She used to fixate on the mountains on the edge of our city and comment on the blue sky or the green trees. Always fixated on colors. She’d notice cars that were bright yellow or red and explain to us how those were new car colors and how amazing it was that they were making cars with these new colors. Now, I find myself noticing new car colors too.

One of the most random things she would talk about was how tree roots were messing up a sidewalk. We’d go for a walk and come upon a broken uneven section of sidewalk and she’d launch into an explanation about how terrible it was that tree roots were doing this and did you know that it didn’t used to be like this? And that someone really should do something about it.

We’d nod along and agree, as if we were hearing it for the first time, “Yeah, for sure,” “No, really,” “Yeah, it’s really a shame.”
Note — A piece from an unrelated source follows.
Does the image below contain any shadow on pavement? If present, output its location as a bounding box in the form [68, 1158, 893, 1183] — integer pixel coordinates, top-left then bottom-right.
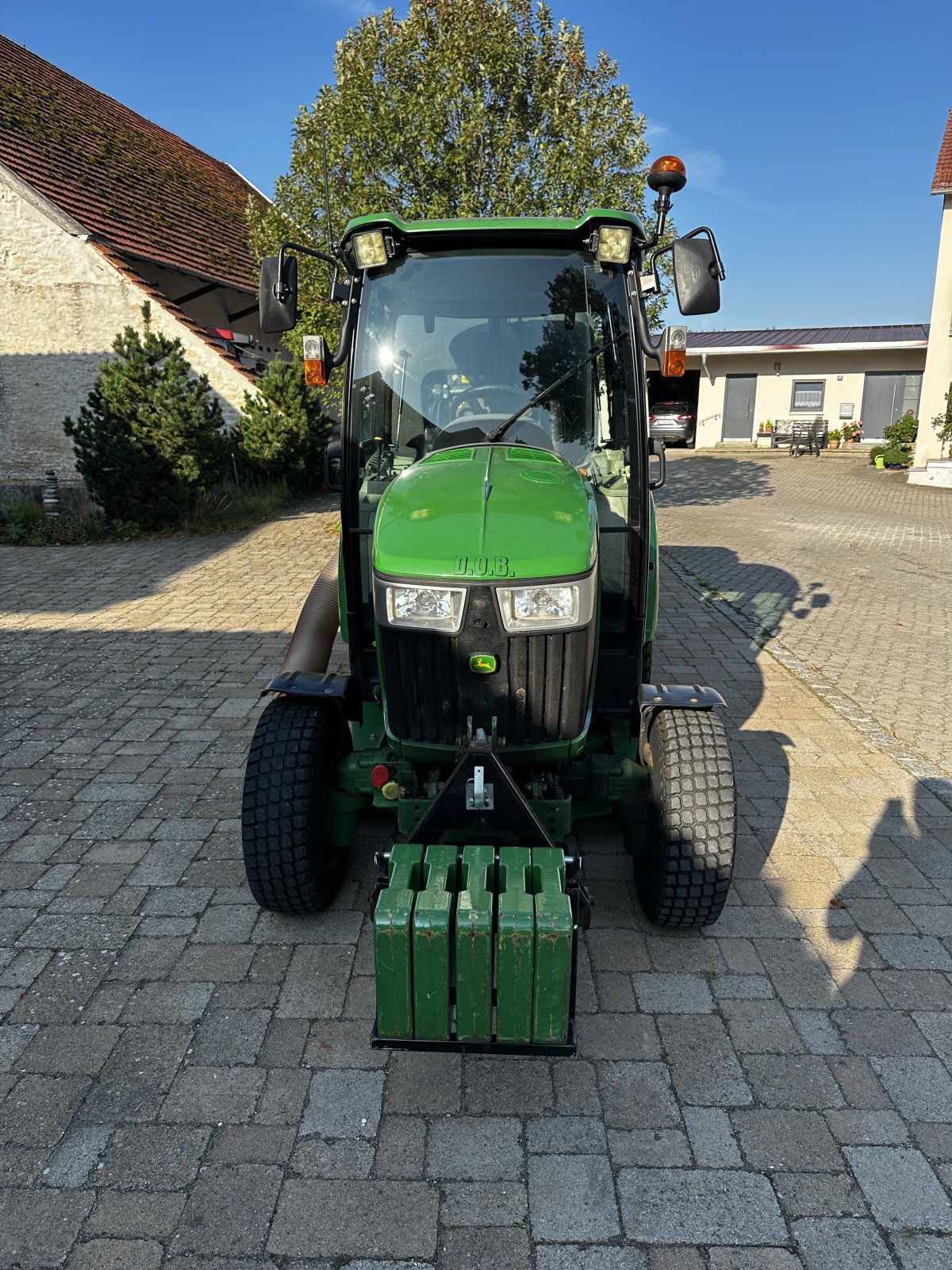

She doesn’t do any of these things anymore. She still talks a lot, in her own way, but she doesn’t say many actual words. There are words mixed in with her chatter, but mostly it’s a feeling she’s expressing, and we can all sort of follow along and respond appropriately. Yesterday, we were sitting side by side on the couch, and she was eating a bowl of fruit, and she looked at me.

“This is heavy!”

I laughed, “Yeah, Mom, it sure is!”

And she laughed and smiled. It makes me wish she could talk to me about the mountains and the sky and the cars and the sidewalk again, but I’ll take it.

She’s living in a really great memory care place, and she’s doing pretty well, considering. Everyone there loves her. We were in the elevator with the Marketing Manager, and he asked us who we were visiting, and when we told him, “Oh yes, Helga! She’s so sweet.” You cannot possibly forget a woman named Helga.

2 replies to “Mom

  1. A beautiful expression of your journey with your mom. I cried as your described what you miss. Thank you for sharing. It truly is a gift.